A parser for web documents according to the HTML5 specification.
mangrove
provides HTML parsing for the Willow web browser suite. As such, it has not necessarily been written with a broader audience in mind, but the resulting data structures should still be generic enough to serve as a general parsing library should you need HTML5 compatibility (most likely, its codified error recovery algorithms); if you do use this for other projects, please do share any issues —or even just discomforts— that broader usage reveals. Notably, however, mangrove
makes no attempt to parse CSS, JavaScript, or to access linked files, leaving those tasks to other parts of the suite and merely generates a simple document tree from the markup.
About
'mangrove' provides an HTML5-compatible parser for web documents, implemented in Haskell. In keeping with the immutable data paradigms, an emphasis has been placed on avoiding side effects and mutable structures rather than strictly following the official algorithms.

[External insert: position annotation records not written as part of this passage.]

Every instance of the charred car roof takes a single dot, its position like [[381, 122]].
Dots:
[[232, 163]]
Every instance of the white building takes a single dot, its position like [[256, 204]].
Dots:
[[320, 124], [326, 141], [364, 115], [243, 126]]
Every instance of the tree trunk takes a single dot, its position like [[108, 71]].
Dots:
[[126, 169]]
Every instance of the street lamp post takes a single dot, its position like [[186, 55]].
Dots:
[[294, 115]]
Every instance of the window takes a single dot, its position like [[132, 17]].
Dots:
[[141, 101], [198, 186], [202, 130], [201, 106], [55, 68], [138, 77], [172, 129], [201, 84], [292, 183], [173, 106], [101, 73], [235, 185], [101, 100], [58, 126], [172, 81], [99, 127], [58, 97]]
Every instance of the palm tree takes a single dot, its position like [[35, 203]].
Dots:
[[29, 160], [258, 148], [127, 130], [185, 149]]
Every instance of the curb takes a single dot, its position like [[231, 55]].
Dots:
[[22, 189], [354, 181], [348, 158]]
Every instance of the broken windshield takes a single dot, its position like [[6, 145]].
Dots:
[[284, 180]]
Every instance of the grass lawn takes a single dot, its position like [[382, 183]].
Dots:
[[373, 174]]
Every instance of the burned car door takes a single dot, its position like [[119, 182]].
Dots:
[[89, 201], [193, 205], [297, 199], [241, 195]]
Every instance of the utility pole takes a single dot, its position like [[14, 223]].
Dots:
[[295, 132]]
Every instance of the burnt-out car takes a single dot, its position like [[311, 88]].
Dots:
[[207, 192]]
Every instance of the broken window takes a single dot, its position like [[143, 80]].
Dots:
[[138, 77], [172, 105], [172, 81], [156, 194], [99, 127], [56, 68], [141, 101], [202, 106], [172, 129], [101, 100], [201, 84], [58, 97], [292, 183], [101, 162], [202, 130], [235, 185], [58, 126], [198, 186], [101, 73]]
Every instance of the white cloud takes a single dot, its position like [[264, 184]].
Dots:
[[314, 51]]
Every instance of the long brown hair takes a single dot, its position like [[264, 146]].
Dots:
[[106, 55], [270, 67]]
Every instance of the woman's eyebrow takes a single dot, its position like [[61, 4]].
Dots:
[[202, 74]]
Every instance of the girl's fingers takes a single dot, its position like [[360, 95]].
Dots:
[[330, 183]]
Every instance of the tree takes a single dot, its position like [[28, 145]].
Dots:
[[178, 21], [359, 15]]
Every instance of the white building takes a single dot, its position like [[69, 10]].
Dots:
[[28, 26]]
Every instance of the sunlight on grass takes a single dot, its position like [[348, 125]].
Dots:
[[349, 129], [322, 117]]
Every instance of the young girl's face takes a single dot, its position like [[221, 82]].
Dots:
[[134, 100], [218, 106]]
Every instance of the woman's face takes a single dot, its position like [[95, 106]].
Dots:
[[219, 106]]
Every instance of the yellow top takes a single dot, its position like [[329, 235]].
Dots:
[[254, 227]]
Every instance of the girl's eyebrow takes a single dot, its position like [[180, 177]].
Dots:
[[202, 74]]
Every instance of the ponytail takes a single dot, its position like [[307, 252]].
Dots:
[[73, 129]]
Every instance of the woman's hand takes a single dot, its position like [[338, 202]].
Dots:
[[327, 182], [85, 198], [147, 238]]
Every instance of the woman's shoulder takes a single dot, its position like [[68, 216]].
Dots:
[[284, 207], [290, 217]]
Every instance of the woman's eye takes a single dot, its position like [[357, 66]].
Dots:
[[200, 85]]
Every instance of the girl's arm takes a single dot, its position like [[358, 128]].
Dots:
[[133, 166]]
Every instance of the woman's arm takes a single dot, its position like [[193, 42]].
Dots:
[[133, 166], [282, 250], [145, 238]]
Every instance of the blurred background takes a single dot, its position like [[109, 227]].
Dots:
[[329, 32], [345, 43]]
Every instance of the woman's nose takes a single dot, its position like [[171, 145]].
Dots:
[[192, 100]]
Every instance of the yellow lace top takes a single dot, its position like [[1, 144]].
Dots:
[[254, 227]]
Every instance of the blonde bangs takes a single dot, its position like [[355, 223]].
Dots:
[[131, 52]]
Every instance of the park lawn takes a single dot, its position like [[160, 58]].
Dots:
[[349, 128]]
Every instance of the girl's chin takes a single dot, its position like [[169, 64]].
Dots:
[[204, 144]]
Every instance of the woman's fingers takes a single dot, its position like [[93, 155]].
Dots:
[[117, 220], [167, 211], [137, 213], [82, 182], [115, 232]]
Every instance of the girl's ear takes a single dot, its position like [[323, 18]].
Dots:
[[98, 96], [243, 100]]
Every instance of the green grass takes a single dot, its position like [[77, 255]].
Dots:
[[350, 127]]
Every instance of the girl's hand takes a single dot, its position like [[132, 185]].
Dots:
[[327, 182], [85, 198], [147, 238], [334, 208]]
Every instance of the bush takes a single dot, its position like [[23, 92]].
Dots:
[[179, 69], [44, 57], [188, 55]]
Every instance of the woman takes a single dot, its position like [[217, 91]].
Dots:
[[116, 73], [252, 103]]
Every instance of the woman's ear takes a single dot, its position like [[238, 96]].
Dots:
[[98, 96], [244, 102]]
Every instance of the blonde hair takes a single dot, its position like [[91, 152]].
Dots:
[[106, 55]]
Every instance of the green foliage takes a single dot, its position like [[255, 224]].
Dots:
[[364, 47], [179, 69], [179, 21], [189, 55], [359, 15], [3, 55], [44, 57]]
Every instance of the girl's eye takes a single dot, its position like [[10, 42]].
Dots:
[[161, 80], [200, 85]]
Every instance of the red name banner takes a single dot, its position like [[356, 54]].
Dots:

The resulting document tree can be returned to willow
to be styled and rendered.
This readme is rather sparse, as it has been written for a subfolder of the complete repository; for full info on the project, see the primary readme in either this directory, its parent, or the online host, whichever of those links may work.
Coverage reporting
Unfortunately, the invocation of hpc by cabal-install <= 3.4.0.0 doesn't work properly when multiple packages are developed as part of the same project.
Until the next version is released, I recommend that you don't enable coverage reports for mangrove
, in order for the tests themselves to run correctly.